Vanric noticed a flash of bronze beneath her cloak—not her standard-issue blade, but a smaller weapon with the distinctive pommel used by the Queen's personal messengers. She caught his glance and adjusted her cloak to cover it, her expression revealing nothing as she resumed scanning the perimeter.
They moved through the forest silently, the soft leather of their boots making little sound on the carpet of fallen leaves. The forest itself seemed to resist their passage, branches reaching like gnarled fingers, roots erupting from soil to trip unwary feet. The air grew colder, damper, as they approached. The night birds stopped singing. The underbrush thinned, giving way to stone and lichen that seemed to glow faintly in the moonlight.
A low vibration hummed through the soles of their boots as they neared the fissure, a sensation more felt than heard. The forest gave way to stone slick with a moisture that smelled of rust and decay. The air took on a metallic tang that coated Vanric's tongue, and tiny sparks of static electricity danced across their armor where metal touched metal.
As they crested the ridge, the massive archway of the main entrance loomed in the distance—ancient symbols etched into stone, guard posts visible even in the dim light. But Vanric's attention was drawn elsewhere—to a narrow fissure in the rock face, unremarkable except for the certainty it carved into his mind.
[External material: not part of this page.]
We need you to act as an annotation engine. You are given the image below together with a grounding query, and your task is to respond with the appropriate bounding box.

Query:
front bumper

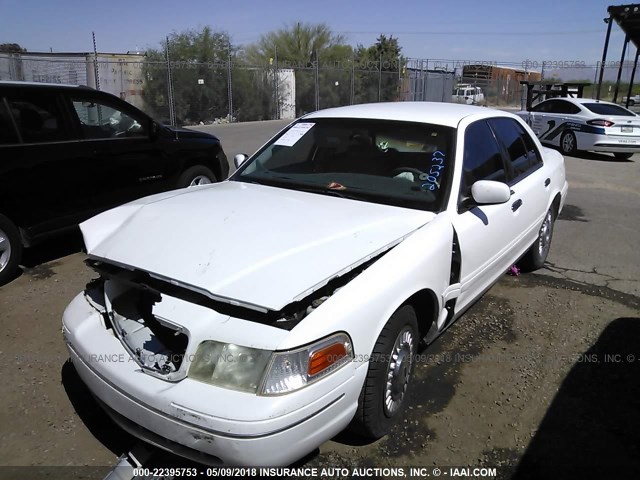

Pain lanced behind his eyes as they approached, not the dull throb of fatigue but a targeted agony, as though something inside his skull recognized what lay below and strained toward it. His heart pounded with inexplicable anticipation.
"By the Bright Crown," Elion whispered, his breath fogging in the chill air. "You were right. Another entrance, just as you said. I'll need to note this down in my report to the Academy."
His spectacles fogged with nervous breath as he stared at the fissure, trembling hands fumbling through his notebook.
"Seven Hells," Donnel muttered. "Lucky guess or witchcraft, I care not if it keeps us from those guard posts."
Mirabel said nothing, but her hand never strayed far from her weapon as she studied Vanric's face.
The fissure beckoned, shadows spilling outward like ink in water. What awaited them below could not possibly match the horrors described in temple teachings—the mindless beasts, the blood sacrifices, the halls of tortured captives. Yet something whispered that a different kind of danger lurked in the depths, one he was uniquely equipped to face, though he knew not why.
"Forward," Vanric commanded as he stepped into the darkness.